Many countries are concerned about the impact of excessive interest rates, abusive lending practices, and over-indebtedness on poor borrowers. Quite a few players in the industry are now focusing on consumer protection issues. Typical consumer protection measures include disclosure requirements, rules and prohibitions related to lending practices, mechanisms for handling complaints or disputes, and consumer education.
The ACCION International/ MicroFinance Network “Pro-Consumer Pledge,” FINCA’s “Consumer-Oriented Ethical Statement” and Freedom from Hunger’s “Statement on Ethical Treatment of Clients” are examples of network organizations articulating pro-consumer principles. The SEEP Network, through its Pro-Client Working Group, has resources on the subject.
Even in countries where consumer abuse is not yet a problem, promoting voluntary consumer protection codes and practices may reduce future pressure to over-regulate. An increasing number of individual MFIs are adopting voluntary pledges or codes that promote effective consumer protection and a consumer-oriented culture. For instance, the Bosnian MFI Prizma has worked with Freedom from Hunger to articulate “Our Commitment to Clients.“
Investors are in the process of signing on to CGAP’s Investor Initiative for Client Protection in Microfinance. Finally, the slow but steady inroads of social performance measurement and management (FAQ #15) into the field of microfinance is focusing more attention on protection and transparency dimensions, as well as potential unintended negative consequences for clients.
17. What is social performance measurement and why is it important for financial institutions?
The Social Performance Task Force defines social performance as: “The effective translation of an institution’s social mission into practice in line with accepted social values that relate to serving larger numbers of poor and excluded people; improving the quality and appropriateness of financial services; creating benefits for clients; and improving social responsibility of an MFI.”
Most MFIs have a social mission that they see as more basic than their financial objective, or at least co-equal with it. There is a great deal of truth in the adage that institutions manage what they measure. Social performance measurement helps MFIs and their stakeholders focus on their social goals and judge how well they are meeting them. Social indicators are often less straightforward to measure, and less commonly used than financial indicators that have been developed over centuries. Today’s increasing use of social measures reflects an awareness that good financial performance by an MFI does not automatically guarantee client interests are being appropriately advanced.

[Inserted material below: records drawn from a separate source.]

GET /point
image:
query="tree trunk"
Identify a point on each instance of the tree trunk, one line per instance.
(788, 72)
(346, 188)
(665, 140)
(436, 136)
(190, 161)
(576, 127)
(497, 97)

18. Where can I find financial performance data on MFIs worldwide?
Increasing numbers of MFIs report their performance to international databases each year. The MIX Market is the primary source for this information, containing financial and other performance data from almost 2,000 MFIs collected and processed by the Microfinance Information eXchange (MIX). Data for participating MFIs, including client outreach measures, simplified financial statements, and a number of standard financial performance indicators, is publicly available on their website.

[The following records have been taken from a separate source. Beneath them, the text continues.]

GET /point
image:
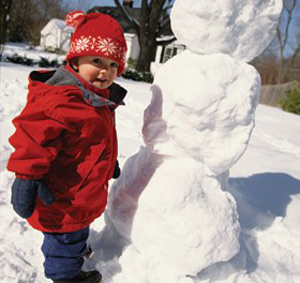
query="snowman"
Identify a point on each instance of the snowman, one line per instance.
(171, 202)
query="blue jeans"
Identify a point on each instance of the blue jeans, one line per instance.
(64, 253)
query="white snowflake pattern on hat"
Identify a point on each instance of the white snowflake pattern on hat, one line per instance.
(82, 44)
(106, 45)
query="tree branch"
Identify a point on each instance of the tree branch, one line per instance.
(128, 18)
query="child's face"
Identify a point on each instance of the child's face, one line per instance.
(97, 70)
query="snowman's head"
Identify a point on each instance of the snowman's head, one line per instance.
(239, 28)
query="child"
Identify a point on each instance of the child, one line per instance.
(66, 146)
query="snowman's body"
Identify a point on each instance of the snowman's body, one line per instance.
(171, 201)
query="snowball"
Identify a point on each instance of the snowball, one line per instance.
(239, 28)
(208, 108)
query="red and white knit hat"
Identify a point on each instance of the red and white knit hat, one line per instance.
(97, 34)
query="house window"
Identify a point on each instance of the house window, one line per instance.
(169, 52)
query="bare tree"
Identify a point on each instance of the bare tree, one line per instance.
(4, 19)
(153, 21)
(284, 38)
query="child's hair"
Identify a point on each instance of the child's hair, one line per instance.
(96, 34)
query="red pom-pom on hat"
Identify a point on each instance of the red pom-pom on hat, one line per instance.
(97, 34)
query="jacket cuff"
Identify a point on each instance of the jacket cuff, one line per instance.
(29, 177)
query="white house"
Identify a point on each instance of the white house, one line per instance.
(56, 35)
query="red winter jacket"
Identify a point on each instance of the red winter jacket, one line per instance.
(66, 136)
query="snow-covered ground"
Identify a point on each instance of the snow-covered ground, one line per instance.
(265, 183)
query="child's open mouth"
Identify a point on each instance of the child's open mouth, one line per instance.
(102, 80)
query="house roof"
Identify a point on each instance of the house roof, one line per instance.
(56, 24)
(116, 14)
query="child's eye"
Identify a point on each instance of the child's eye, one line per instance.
(114, 65)
(97, 61)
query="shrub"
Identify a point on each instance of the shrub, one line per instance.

The MIX also publishes MIX Microfinance World, featuring country, regional and global analyses based on the MIX Market database, such as benchmarking reports; and the MicroBanking Bulletin, a periodic publication covering a variety of topics including financial reporting, social performance, transparency, policy & regulation, and investment.
The Microcredit Summit Campaign collects outreach data annually from hundreds of MFIs around the world. Summary information is published annually and the State of the Campaign reports can be found on their website.